7. Mortality improvement fluctuations due to seasonal influenza
External hazards, such as wars, political and criminal violence, earthquakes, floods and infectious diseases, are sources of excess mortality that perturb mortality rates, and can upset trends in mortality improvement. These external perturbations are excluded from longevity models of mortality improvement that cover the health environment, medical intervention, regenerative medicine and anti-ageing (Woo et al., Reference Woo, Martin, Hornsby and Coburn2010).
Unlike the other external hazards, there is a regular annual winter flu season, which leads to excess winter deaths. Understanding the natural variability in seasonal flu morbidity and mortality is important for benchmarking longevity models as each year passes. The coldness of the winter has some effect on the excess winter mortality, but the major driver is the strain of seasonal flu, its severity and the effectiveness of the flu vaccine.
The possibility of large swings in seasonal flu mortality from one year to the next is starkly illustrated by comparing the 2013–2014 season with the following 2014–2015 season. The 2013–2014 flu season was the first predominantly H1N1 season since the 2009 H1N1 pandemic. There was severe illness amongst young and middle-aged adults, but older people were not so badly affected. With the vaccine effectiveness being high, the number of UK excess deaths was kept low (see Figure 4).
By contrast, in the 2014–2015 season, H3N2 was the predominant flu virus and the vaccine was relatively ineffective due to genetic drift of the virus.
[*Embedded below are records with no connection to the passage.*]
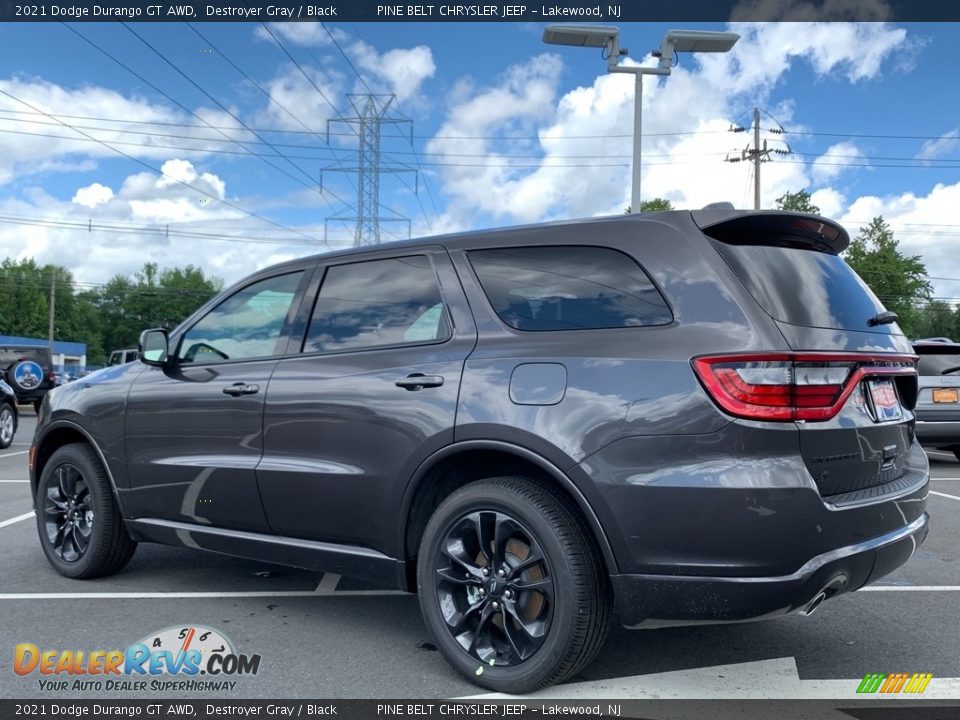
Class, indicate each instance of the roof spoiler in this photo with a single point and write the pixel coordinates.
(721, 219)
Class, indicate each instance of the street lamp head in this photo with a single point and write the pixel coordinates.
(580, 35)
(700, 41)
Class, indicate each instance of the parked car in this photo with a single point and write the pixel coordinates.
(8, 415)
(938, 402)
(121, 357)
(687, 416)
(29, 371)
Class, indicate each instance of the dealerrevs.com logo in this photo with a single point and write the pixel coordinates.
(188, 658)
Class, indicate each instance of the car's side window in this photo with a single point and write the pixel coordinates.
(245, 325)
(378, 303)
(568, 288)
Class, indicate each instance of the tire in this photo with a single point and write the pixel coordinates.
(95, 543)
(8, 425)
(475, 617)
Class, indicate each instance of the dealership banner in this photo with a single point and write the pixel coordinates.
(519, 709)
(517, 11)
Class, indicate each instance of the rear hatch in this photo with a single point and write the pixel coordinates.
(850, 384)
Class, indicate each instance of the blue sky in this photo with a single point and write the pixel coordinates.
(506, 130)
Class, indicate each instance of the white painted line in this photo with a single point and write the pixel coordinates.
(165, 595)
(910, 588)
(775, 679)
(17, 519)
(327, 584)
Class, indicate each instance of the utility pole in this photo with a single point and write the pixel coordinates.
(757, 154)
(53, 304)
(370, 113)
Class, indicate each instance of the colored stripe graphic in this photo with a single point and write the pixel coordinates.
(894, 683)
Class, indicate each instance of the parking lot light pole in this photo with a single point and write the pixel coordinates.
(608, 38)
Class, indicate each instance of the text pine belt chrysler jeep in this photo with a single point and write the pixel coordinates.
(685, 417)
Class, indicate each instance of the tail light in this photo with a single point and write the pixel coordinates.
(792, 386)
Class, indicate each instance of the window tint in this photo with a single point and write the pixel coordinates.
(245, 325)
(804, 286)
(378, 303)
(568, 288)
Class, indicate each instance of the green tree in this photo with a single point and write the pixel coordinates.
(151, 298)
(798, 202)
(900, 281)
(938, 319)
(655, 205)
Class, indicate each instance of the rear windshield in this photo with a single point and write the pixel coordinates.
(805, 286)
(934, 361)
(568, 288)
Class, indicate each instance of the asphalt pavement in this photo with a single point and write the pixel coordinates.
(324, 636)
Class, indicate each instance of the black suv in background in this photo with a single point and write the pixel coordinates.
(29, 371)
(690, 416)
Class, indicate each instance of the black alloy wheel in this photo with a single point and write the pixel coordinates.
(68, 514)
(495, 588)
(512, 585)
(82, 532)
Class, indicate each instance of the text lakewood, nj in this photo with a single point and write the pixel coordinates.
(495, 11)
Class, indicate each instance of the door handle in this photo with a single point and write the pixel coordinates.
(418, 381)
(238, 389)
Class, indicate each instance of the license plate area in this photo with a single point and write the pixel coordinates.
(946, 395)
(884, 400)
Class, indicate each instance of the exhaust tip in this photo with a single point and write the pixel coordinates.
(815, 603)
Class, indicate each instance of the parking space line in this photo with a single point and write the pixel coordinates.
(227, 594)
(911, 588)
(17, 519)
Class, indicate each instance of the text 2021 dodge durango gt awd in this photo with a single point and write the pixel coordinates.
(685, 417)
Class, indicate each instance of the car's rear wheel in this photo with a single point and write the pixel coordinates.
(8, 425)
(81, 530)
(512, 586)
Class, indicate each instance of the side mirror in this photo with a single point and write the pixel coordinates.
(153, 347)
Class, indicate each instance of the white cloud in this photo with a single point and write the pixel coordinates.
(299, 102)
(401, 71)
(32, 142)
(583, 139)
(838, 158)
(92, 195)
(947, 144)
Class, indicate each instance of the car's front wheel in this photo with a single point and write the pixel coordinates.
(8, 425)
(512, 586)
(81, 530)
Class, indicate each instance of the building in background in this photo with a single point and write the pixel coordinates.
(68, 357)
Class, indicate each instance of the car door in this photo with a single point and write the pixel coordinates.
(194, 428)
(371, 395)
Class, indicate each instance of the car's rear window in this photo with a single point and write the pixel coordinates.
(802, 285)
(568, 288)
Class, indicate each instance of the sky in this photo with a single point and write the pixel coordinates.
(208, 144)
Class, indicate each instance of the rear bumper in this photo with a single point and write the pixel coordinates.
(664, 600)
(937, 432)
Accordingly, given their enhanced vulnerability, there were large numbers of excess deaths amongst older people. An additional 28,189 people died in 2015 compared with 2014, the largest percentage increase since the pandemic year of 1968, according to the Office for National Statistics (2016). The majority (24,201) of the excess deaths were people aged 75 and over, many of whom died from flu or dementia. Office for National Statistics report that there was also a rise in the number of people whose death certificate stated the underlying cause to be dementia or Alzheimer’s, accounting for 41% of extra deaths among over-75s, although 1/3 of these also had a respiratory disease, such as flu.
Over a decade of longevity risk modelling, one of the major disappointments for all healthcare stakeholders has been the failure of a multiplicity of Alzheimer’s drug initiatives. The increased frailty of Alzheimer’s patients makes them more vulnerable to other illnesses such as flu. Development of a successful universal flu vaccine, coupled with progress in treating Alzheimer’s, would contribute much to future mortality improvement for the elderly.
8. Glossary
Antigenic seniority is the phenomenon whereby the human immune system responds most strongly to the variant of flu experienced in early childhood.
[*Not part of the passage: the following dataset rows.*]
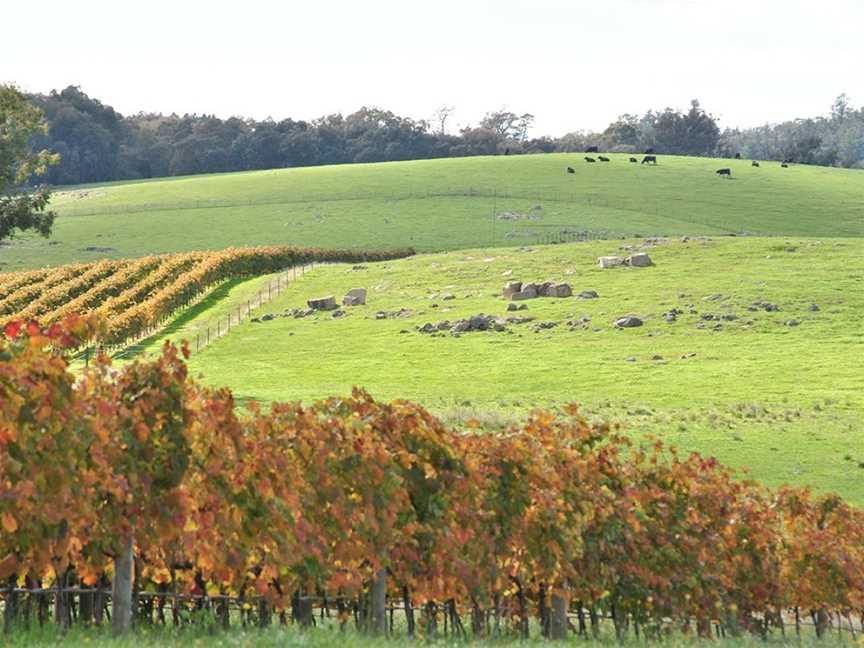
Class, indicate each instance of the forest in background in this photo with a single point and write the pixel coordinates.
(96, 143)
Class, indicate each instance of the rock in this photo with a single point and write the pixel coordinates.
(639, 260)
(355, 297)
(610, 261)
(629, 321)
(529, 292)
(560, 290)
(511, 288)
(322, 303)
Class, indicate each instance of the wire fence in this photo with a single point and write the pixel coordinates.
(68, 606)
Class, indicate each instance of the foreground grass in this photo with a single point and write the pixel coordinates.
(325, 638)
(443, 205)
(784, 401)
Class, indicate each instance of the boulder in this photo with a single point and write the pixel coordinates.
(610, 261)
(560, 290)
(322, 303)
(629, 321)
(511, 288)
(355, 297)
(639, 260)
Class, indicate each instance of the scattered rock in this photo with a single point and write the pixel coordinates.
(610, 261)
(322, 303)
(355, 297)
(639, 260)
(629, 321)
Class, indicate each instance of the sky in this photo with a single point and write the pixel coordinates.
(573, 64)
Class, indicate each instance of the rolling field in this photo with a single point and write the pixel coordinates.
(784, 400)
(446, 204)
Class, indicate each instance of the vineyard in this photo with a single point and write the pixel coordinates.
(146, 482)
(135, 296)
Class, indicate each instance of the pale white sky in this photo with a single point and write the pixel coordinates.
(575, 64)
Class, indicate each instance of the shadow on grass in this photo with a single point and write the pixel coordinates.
(210, 301)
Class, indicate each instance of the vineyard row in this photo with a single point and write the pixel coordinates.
(146, 481)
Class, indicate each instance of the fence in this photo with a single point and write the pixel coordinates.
(210, 331)
(68, 606)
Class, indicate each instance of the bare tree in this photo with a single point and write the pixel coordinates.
(441, 116)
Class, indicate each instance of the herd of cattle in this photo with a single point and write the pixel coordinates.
(650, 158)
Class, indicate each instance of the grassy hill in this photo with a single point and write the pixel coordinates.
(784, 400)
(444, 204)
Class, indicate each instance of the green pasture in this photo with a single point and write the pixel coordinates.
(786, 401)
(445, 204)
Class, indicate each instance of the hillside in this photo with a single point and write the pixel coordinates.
(445, 204)
(779, 391)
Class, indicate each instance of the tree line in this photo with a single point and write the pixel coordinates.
(96, 143)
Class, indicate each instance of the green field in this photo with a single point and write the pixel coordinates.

Antigenic imprinting is an extension of the concept of antigenic seniority to include variants of flu in the same phylogenetic group.
Cytokines are molecules that aid cell-to-cell communication in immune responses, and stimulate the movement of cells towards sites of infection.
Hemagglutinin is a protein found on the surface of an influenza virus that is responsible for binding the virus to the cell that is being infected.
Neuraminidase is a protein predominantly involved in facilitating the release of newly produced virus particles from the host cell.
Phylogeny is the history of the evolution of a group of organisms.
Reproductive number is the average number of infections generated by one infection.
Acknowledgements
The author wishes to thank Dr Victoria Bruce for helpful discussions.